Outlook had been acting weird for me in other ways too, so I switched to eM Client. When I found that eMC was doing the same thing; I went back to Outlook and lengthened the server timeout period. That fixed it. So, I looked for the same setting on eMC and couldn’t find it.

That’s when I found this topic and saw EMPLOYEE’s comment about the AV software. I turned out my AV’s (GData) setting to check outgoing email, and now eMC works fine. (Why check outgoing email that I forward when GData has already checked it on the inbound?!)

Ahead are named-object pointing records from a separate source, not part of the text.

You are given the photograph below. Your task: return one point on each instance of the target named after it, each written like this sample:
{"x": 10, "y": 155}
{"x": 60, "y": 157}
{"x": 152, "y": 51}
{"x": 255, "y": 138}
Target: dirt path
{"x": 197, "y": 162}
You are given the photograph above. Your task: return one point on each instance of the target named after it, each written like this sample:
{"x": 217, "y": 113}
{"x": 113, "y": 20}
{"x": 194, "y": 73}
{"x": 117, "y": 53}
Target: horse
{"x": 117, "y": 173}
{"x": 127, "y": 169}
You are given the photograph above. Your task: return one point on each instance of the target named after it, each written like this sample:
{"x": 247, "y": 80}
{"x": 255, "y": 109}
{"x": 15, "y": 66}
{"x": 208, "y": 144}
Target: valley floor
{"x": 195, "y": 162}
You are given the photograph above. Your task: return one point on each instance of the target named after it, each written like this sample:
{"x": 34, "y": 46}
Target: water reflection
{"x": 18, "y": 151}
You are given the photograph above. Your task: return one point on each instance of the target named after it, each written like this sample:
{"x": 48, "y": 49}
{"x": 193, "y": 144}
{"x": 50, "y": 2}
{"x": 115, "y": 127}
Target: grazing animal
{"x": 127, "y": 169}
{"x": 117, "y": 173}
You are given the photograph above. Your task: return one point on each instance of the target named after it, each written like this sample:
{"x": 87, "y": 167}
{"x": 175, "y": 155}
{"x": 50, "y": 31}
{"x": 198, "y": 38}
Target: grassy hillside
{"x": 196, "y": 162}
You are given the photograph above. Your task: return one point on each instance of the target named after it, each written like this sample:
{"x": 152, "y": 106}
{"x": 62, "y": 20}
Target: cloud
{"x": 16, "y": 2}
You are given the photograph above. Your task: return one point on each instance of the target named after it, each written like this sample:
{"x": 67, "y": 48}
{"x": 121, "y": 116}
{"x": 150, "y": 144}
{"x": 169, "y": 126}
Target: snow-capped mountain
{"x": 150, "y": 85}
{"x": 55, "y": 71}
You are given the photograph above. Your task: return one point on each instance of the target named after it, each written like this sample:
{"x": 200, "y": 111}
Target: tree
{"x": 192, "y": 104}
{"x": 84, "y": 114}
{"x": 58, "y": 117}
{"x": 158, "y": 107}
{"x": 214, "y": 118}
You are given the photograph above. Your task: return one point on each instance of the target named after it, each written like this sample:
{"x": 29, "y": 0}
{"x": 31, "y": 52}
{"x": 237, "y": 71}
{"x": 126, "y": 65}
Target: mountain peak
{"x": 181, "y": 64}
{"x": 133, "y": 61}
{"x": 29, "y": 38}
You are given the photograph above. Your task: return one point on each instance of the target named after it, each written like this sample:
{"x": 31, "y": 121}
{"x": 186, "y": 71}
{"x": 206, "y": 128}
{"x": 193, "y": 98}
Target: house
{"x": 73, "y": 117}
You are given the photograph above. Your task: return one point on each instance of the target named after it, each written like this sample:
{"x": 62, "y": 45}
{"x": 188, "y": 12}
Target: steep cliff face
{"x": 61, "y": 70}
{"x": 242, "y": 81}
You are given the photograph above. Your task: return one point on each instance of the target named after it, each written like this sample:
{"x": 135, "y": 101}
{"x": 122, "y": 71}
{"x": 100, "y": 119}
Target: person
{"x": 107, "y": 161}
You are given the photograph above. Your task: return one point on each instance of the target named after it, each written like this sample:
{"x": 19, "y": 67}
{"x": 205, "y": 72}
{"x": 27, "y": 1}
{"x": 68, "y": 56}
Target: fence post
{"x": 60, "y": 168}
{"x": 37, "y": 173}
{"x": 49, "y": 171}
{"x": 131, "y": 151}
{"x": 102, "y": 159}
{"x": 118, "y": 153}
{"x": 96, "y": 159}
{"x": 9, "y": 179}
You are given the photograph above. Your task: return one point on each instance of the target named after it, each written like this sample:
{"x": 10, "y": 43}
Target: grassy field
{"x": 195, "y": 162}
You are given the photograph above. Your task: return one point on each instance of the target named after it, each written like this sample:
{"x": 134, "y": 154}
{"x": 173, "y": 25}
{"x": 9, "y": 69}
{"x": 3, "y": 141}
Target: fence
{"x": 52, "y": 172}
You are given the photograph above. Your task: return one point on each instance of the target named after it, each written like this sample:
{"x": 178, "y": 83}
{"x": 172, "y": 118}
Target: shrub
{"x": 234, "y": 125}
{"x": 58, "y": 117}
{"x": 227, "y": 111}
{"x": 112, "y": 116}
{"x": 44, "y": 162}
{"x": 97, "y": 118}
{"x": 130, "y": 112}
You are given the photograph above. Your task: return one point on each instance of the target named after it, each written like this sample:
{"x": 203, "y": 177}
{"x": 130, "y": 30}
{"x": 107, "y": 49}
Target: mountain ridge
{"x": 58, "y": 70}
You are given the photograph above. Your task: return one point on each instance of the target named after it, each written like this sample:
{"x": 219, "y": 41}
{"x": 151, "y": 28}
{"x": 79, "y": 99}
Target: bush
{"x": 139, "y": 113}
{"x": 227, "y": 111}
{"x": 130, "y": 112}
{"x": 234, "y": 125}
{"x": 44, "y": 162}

Ok so I continue to have the SMTP issue with Frontier. There is this requirement in the server area… the Em Client does not have secure server requirements…and every so often …frontier just will not recognize my mail …go figure.I figure it happens when they do upgrades or something. Anyway…if I have a email that gets stuck…and remains in out box… nothing will go out until this one email is removed. took me 3 days to resolve this issue. I kept doing the test thing…with new emails and new settings…nothing worked. Called support they couldnt find anything other than the security policy setting problem.
But after all else fails we put the first email in draft and …boom …all others went flying out the box.
So…here’s one solution…after the issue starts. Who knows if this will work for anyone else. Seeing how frustrating this was for me thought it was worth passing on

This was the exact cause of my problem as well, after checking the setting 20 times, I finally decided to look in the LOG FILE of McAfee to see if I was being blocked and it showed up right there. What eM needs to do is contact McAfee and get on their standard preloaded list of email clients so that they are not blocked by this standard rule.

I bet money that’s what they need to do with Frontier. They will not help us because emClient is not on their support list. Every few weeks I have this lock out issue- SMPT will not send or I have to keep verifying my account

Hi, I also have an issue with IMAP, connecting to our Linux SME Server. In Outlook, when I connect I’m prompted with a authentication, which I simply click OK. I get no such prompt with EMClient. I assume that this is where it fails. Is there any think I can do to get them to talk?

Hi, EM has worked brilliantly for the past 10 months but I am now getting the same problem, which up to yesterday was intermitent and I put down to the server being busy, I have checked my settings (countless times) and also logged in manually ok but I still keep getting “Access Denied” and now it appears to be permanent. I have tried the “draft box” idea but it doesn’t make any difference. This seems to have started since the last update. I use W7 HELP!!!

Hi, I really don’t understand this. About 1730 my outbox emptied without any help from me???